How much time does it take for Couchbase to delete a bucket?

zarrin · October 18, 2017, 12:46am

I have 3 Couchbase nodes in my cluster, each node has 10 CPU cores (2.2 GHz) and 50 Gigabyte ram.
I deleted a bucket with 100 million data (70 G) 3 hours ago, but Couchbase show it as an orphan bucket, and it stops all of my works with Couchbase.
is it normal that takes more than 3 hours just for deleting a bucket?

matthew.groves · October 19, 2017, 1:32pm

Hi @zarrin,

What version of Couchbase Server are you using? Could it be possible that a client is still connected?

Here are a couple of tickets that you might want to take a look at:

https://issues.couchbase.com/browse/MB-19430 (bucket deletion stalls, fixed in 4.5)
https://issues.couchbase.com/browse/MB-26341 (bucket could not finish being deleted, may be due to client still being connected)

zarrin · October 20, 2017, 12:31pm

Thank you @matthew.groves
I am using Couchbase Version: 4.6.3-4136 Enterprise Edition (build-4136) on 3 nodes.
at that moment no client connected to Couchbase.
I checked it after 1 day and the orphan bucket disappeared, but as I knew ( I was awake and watching Couchbase Web Console) the process of deleting bucket was taken more than 5 hours.

househippo · October 20, 2017, 5:02pm

Couchbase recommends a min of 20-30% of your data in memory. Are you running other services besides Data in the three node cluster?

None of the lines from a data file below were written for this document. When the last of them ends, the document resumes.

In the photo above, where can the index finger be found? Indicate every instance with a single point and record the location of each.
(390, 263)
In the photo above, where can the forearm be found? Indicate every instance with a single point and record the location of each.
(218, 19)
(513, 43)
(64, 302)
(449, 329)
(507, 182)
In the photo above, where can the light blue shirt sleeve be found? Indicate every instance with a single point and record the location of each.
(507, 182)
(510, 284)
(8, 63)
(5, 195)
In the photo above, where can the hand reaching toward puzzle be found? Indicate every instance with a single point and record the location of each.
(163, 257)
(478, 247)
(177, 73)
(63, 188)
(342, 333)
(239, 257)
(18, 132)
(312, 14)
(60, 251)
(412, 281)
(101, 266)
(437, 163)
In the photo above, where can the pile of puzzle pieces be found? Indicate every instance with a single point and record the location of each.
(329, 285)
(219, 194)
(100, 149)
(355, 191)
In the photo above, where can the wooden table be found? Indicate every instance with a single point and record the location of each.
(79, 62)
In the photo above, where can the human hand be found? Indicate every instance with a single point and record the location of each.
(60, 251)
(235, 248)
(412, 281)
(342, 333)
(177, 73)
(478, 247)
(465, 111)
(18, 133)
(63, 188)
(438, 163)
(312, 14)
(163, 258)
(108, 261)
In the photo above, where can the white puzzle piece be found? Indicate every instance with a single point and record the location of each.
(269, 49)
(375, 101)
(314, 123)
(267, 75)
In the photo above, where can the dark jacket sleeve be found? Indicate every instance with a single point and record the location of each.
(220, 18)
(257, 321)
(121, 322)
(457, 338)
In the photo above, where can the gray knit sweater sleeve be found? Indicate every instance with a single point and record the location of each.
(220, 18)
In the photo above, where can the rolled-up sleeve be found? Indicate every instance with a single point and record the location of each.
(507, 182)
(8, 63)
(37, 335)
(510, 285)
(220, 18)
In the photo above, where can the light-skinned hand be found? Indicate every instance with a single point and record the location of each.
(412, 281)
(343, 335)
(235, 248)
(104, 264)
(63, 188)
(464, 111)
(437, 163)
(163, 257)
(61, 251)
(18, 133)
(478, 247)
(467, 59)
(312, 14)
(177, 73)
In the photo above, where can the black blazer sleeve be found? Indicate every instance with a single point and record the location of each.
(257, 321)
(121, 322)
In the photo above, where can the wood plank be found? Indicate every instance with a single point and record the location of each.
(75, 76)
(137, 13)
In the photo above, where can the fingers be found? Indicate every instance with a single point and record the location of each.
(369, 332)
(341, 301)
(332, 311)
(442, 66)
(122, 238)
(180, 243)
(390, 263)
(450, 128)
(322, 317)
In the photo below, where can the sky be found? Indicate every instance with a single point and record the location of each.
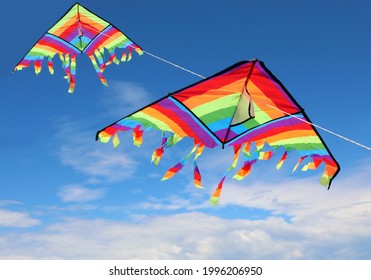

Have you set Couchbase with the correct ulimit settings

and

OS tunings?

zarrin · October 20, 2017, 8:41pm

Thank you @househippo for your good points.

I was configured Couchbase a month ago and here is system status :

[root@vmi138297 ~]# cat /etc/security/limits.conf
couchbase hard nofile 40960
couchbase hard core unlimited
[root@vmi138297 ~]# sysctl vm.max_map_count
vm.max_map_count = 65530
[root@vmi138297 ~]# cat /etc/sysctl.conf
kernel.panic = 10
vm.swappiness = 0
[root@vmi138297 ~]# cat /proc/sys/vm/swappiness
0
[root@vmi138297 ~]# cat /sys/kernel/mm/transparent_hugepage/enabled
always madvise [never]
[root@vmi138297 ~]# cat /sys/kernel/mm/transparent_hugepage/defrag
always madvise [never]
[root@vmi138297 ~]# ulimit -a
core file size (blocks, -c) 0
data seg size (kbytes, -d) unlimited
scheduling priority (-e) 0
file size (blocks, -f) unlimited
pending signals (-i) 200537
max locked memory (kbytes, -l) 64
max memory size (kbytes, -m) unlimited
open files (-n) 1024
pipe size (512 bytes, -p) 8
POSIX message queues (bytes, -q) 819200
real-time priority (-r) 0
stack size (kbytes, -s) 8192
cpu time (seconds, -t) unlimited
max user processes (-u) 200537
virtual memory (kbytes, -v) unlimited
file locks (-x) unlimited
[root@vmi138297 ~]# su - couchbase
This account is currently not available.

I was set ulimit to 40960 (as root user) but as you see above (Bold Lines), It was reset maybe by a restart.
on the other hand, I was appended bellow lines into /etc/security/limits.conf .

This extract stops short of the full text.